In essence, “Honoring daily life” is always changing, no matter who we are or what our circumstances. Make the most of transitional times and change, to fortify who you are and strengthen your place in the community.
Relationships: We honor our daily lives in our relationships by first “knowing ourselves.” Are you an introvert, an extrovert, or – like most people – a unique combination of both? For all of us, even the solid extroverts, it is healthy to make space for time alone and for some silence to collect our thoughts and still the mind from the day’s activities. Do you design your days to share one meal with family, friends, or colleagues? Do you take the time to get together with people outside of work, for recreation, for a day of rest?
Every day should not be the same. Routine is good, but some people seem to need an ironclad schedule as a protective shell. If something comes up that disrupts it, they can feel lost. Ironically, people often seek acupuncture treatment after vacations because they were too stressful.

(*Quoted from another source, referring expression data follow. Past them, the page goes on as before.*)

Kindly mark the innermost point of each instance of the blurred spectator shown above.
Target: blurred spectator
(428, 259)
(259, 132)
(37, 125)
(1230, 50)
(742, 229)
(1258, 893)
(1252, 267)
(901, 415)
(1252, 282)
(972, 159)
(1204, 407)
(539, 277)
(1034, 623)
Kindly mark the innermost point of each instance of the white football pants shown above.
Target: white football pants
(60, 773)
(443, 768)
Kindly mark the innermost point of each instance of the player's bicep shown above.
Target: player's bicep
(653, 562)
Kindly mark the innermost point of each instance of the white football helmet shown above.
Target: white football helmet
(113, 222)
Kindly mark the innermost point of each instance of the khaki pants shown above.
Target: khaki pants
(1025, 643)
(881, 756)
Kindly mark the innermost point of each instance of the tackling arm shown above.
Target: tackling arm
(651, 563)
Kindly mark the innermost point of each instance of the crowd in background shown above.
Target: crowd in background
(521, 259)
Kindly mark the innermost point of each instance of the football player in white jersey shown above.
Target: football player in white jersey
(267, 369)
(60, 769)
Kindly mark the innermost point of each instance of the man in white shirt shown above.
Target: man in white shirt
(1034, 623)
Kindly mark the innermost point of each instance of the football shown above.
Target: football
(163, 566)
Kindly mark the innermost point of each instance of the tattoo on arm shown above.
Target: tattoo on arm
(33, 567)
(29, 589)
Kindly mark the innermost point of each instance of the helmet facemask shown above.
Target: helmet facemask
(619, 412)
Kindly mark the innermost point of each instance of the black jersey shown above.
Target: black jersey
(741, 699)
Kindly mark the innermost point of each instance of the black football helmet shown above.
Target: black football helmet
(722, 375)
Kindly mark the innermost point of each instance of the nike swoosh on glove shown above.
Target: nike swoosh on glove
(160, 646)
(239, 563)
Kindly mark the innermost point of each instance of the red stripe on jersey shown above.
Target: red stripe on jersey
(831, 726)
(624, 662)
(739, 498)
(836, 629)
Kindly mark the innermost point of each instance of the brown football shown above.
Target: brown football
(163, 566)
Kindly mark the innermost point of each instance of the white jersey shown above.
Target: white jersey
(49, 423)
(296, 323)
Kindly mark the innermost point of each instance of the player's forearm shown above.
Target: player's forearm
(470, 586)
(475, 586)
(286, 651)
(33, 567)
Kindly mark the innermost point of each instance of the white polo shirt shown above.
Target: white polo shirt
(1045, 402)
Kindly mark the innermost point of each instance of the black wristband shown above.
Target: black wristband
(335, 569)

Our daily lives need routine, but be sure to “shake it up” a little with a walk in the park, lunch with a friend, a movie, a lecture, or something “out of the ordinary”. If you are challenged by an extended time away from your routine, try to plan some of that open time in advance.
The other 7 “House Rules” in this unique and beautiful book on architecture are:
Circulation does more than connect.
Rooms can be inside, outside, or both.
Any material can seduce.
Repetition elevates the ordinary.
Account for all things. Display a few.
Property lines do not define a site.
Reckon with tradition.
I walked away from Burke’s talk realizing that a home should be arranged to accommodate the heart. So should our lives.